Sparse Linear Algebra

[SC24 Best Poster Finalist] In this work, I accelerated knowledge-graph embedding training by replacing traditional scatter/gather operations with sparse–dense matrix multiplication, reducing memory usage and achieving significant CPU, GPU, and multi-GPU speedups.

Published

November 2024

The continuation of this work was later published in MLSys 2025. [See]

Note

PhD Research Project

SC24 Best Poster Finalist Poster (PDF) Paper

Background

In this work, we explored how to make knowledge graph (KG) embedding training process through expressing it with a more efficient sparse linear algebra kernels. While KG embedding models are widely used, their training process can be extremely time-consuming, particularly for large datasets. Through our analysis, we identify gradient computation of embeddings and vector normalization as the most time-dominating components of the KG embedding training loop. These bottlenecks motivate our investigation into more efficient computation strategies.

Methodology

To address the high computational cost, we replace the core embedding operations with SpMM (Sparse–Dense Matrix Multiplication) kernels.
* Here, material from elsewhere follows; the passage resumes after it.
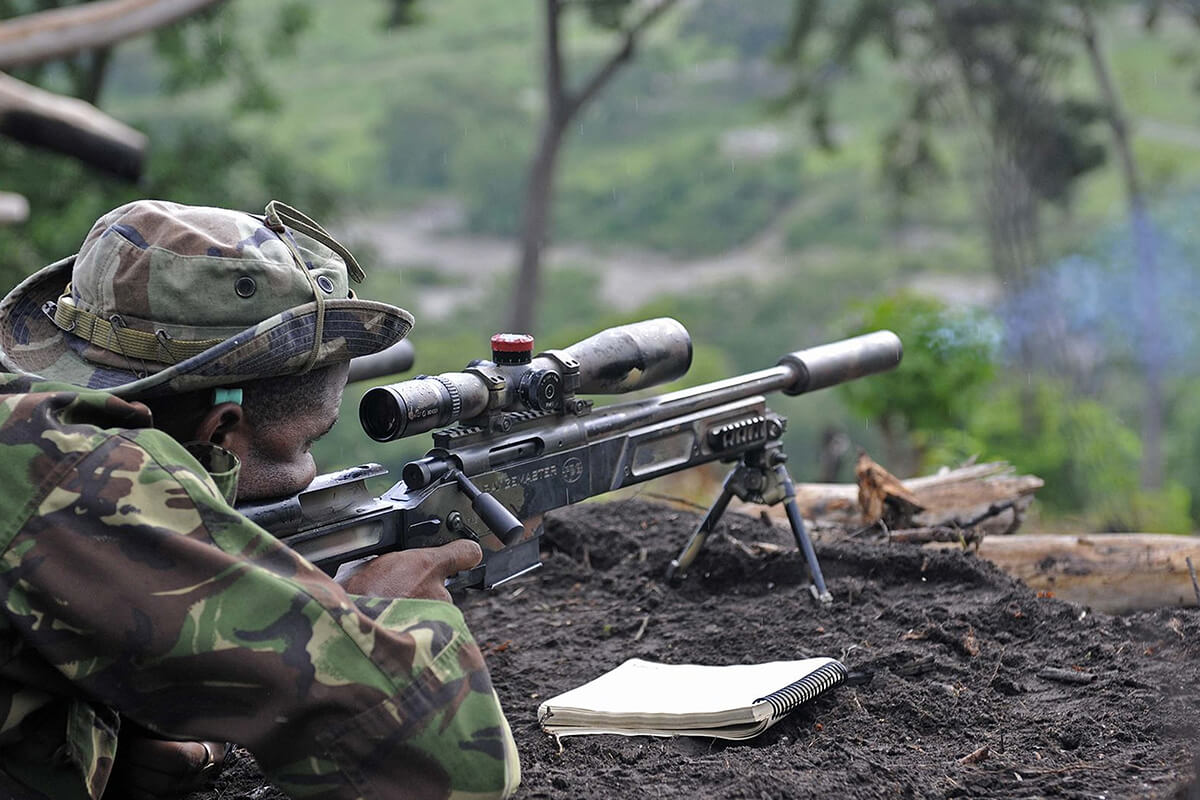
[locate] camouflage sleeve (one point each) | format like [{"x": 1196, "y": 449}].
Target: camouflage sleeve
[{"x": 138, "y": 582}]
This approach unifies multiple scatter and gather operations into a single sparse operation, reducing both training time and memory usage. We apply this sparse computation strategy to the TransE model and evaluate its performance on both CPUs and GPUs. Additionally, we scale the method across a distributed environment using 64 GPUs to assess its effectiveness under large-scale parallelism.

Findings

Our sparse SpMM-based approach significantly accelerates KG embedding training. On the TransE model, we achieve up to a 5.3× speedup on CPU and up to a 4.2× speedup on GPU. When distributed across 64 GPUs, the method delivers up to a 3.9× improvement per epoch. These results demonstrate that unifying scatter/gather operations through sparse kernels can effectively mitigate training bottlenecks, offering substantial gains in efficiency for large-scale KG learning.